Jewish leaders fear ultra-Orthodox Jews have missed isolation message
Many in UK community, two members of which have died of coronavirus, rarely engage with media
Jewish leaders are concerned that messages about the risks of Covid-19, and the need to isolate and keep social distance, are not reaching pockets of the ultra-Orthodox community who rarely engage with the media and have limited access to the internet.
Two members of London’s ultra-Orthodox community died of coronavirus at the weekend, the Board of Deputies of British Jews said. But in Stamford Hill, an area of north-east London with a large Haredi, or ultra-Orthodox, population, some synagogues are still open.
The Union of Orthodox Hebrew Congregations circulated guidance at the end of last week saying women, children and “elderly and weaker men with health disabilities” should not go to synagogues, but it did not extend the advice to healthy men. Schools and places of religious education should shut, the guidance said.
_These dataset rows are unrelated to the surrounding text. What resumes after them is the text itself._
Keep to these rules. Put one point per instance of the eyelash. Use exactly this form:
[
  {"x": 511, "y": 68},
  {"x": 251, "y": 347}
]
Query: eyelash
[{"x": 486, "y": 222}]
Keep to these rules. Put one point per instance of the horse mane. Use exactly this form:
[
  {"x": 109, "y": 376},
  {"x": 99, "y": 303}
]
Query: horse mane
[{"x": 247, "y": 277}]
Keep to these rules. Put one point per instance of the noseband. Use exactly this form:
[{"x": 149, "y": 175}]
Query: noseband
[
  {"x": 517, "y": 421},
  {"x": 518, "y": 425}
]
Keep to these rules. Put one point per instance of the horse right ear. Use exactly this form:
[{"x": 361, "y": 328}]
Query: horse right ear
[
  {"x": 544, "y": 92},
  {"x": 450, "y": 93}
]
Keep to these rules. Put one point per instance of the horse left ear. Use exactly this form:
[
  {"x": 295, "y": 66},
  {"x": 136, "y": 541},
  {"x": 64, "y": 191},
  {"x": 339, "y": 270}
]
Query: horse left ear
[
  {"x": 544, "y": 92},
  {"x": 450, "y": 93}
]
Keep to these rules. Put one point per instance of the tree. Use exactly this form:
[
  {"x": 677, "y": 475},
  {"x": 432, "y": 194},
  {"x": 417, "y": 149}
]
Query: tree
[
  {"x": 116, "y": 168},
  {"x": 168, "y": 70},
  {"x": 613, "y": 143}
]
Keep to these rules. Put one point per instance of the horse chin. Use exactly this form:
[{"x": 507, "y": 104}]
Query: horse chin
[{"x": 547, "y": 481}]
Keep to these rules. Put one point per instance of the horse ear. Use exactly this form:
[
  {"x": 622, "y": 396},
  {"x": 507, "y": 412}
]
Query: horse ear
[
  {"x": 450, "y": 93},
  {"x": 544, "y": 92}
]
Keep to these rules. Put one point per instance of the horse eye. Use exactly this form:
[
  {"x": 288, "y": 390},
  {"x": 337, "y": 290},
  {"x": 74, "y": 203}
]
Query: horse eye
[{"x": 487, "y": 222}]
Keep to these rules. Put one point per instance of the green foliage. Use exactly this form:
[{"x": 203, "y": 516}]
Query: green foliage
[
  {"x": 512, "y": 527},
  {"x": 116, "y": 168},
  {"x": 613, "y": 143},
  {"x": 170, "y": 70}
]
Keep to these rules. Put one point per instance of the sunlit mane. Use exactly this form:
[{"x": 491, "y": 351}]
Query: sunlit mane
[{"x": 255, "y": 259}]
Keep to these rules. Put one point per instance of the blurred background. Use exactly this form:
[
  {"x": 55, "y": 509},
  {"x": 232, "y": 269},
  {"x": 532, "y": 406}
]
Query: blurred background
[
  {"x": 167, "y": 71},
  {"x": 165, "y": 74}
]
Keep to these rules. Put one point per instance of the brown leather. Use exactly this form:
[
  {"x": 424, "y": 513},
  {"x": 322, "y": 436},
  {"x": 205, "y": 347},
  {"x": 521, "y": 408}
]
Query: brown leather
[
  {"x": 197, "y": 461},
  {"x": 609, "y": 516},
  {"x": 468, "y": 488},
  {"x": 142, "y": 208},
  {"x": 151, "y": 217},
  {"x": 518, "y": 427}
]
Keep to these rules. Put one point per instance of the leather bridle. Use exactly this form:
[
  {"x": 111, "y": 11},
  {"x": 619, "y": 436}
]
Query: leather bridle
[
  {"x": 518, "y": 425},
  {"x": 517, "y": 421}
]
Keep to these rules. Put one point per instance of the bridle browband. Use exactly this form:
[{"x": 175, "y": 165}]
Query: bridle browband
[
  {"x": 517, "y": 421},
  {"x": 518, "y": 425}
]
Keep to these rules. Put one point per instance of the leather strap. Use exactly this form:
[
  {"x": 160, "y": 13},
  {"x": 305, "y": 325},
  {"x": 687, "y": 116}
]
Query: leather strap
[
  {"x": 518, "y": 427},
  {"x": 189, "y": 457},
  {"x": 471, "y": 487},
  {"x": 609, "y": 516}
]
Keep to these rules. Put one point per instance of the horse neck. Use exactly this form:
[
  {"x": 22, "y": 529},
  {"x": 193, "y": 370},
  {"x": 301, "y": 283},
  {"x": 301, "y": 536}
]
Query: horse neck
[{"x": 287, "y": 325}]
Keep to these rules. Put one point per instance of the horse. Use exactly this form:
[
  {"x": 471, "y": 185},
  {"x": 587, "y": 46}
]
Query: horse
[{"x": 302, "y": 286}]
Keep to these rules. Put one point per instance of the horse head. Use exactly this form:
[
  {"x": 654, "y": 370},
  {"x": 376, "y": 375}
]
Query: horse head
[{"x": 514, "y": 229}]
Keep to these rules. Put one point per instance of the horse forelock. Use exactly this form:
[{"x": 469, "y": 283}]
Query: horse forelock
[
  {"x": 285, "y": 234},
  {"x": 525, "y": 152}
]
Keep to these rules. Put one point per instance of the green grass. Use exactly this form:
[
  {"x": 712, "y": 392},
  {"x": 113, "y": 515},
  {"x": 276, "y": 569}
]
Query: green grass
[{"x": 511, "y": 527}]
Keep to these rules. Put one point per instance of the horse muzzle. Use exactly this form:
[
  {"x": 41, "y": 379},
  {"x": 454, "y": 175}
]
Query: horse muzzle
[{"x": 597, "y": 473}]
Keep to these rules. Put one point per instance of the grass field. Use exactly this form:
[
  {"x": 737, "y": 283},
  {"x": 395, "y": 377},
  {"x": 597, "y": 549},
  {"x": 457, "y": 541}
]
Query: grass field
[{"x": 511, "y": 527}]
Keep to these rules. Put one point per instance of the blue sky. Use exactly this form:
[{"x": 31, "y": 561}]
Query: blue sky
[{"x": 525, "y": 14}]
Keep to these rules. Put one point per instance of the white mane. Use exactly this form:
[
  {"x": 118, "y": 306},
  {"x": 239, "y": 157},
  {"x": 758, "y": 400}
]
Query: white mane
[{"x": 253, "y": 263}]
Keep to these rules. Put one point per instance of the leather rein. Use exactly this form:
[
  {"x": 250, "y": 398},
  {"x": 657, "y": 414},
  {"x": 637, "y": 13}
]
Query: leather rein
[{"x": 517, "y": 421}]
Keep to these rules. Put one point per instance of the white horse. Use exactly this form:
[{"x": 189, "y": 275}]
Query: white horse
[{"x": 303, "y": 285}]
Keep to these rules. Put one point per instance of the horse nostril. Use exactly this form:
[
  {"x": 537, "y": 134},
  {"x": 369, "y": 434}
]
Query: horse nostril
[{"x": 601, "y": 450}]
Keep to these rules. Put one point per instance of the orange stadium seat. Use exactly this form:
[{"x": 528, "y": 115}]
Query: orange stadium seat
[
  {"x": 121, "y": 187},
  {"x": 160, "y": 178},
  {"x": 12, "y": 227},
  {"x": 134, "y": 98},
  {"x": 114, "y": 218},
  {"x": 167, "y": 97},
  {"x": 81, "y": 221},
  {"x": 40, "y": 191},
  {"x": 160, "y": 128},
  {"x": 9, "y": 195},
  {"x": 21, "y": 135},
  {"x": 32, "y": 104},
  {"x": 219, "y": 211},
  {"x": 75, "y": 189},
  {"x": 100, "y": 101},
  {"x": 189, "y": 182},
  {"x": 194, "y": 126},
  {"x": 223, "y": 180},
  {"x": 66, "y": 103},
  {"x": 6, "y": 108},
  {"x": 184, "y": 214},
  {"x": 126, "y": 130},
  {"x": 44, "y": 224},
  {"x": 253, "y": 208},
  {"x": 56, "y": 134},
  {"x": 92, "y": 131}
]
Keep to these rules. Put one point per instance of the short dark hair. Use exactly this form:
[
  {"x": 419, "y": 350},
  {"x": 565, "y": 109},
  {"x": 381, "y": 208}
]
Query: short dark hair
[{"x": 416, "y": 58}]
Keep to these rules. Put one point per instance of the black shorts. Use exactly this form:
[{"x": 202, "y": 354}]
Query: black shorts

Almost all synagogues have been closed for more than a week, with many livestreaming services and celebrations. Kosher shops have put social distancing policies in place, and synagogues and other Jewish organisations have stepped up efforts to provide assistance to elderly and vulnerable people.
Rabbi Avrohom Pinter, who lives in Stamford Hill, said most people were heeding the messages about physical distancing. “The issue I’m concerned about it is that the government is, to a certain degree, abdicating responsibility. People need to be told.”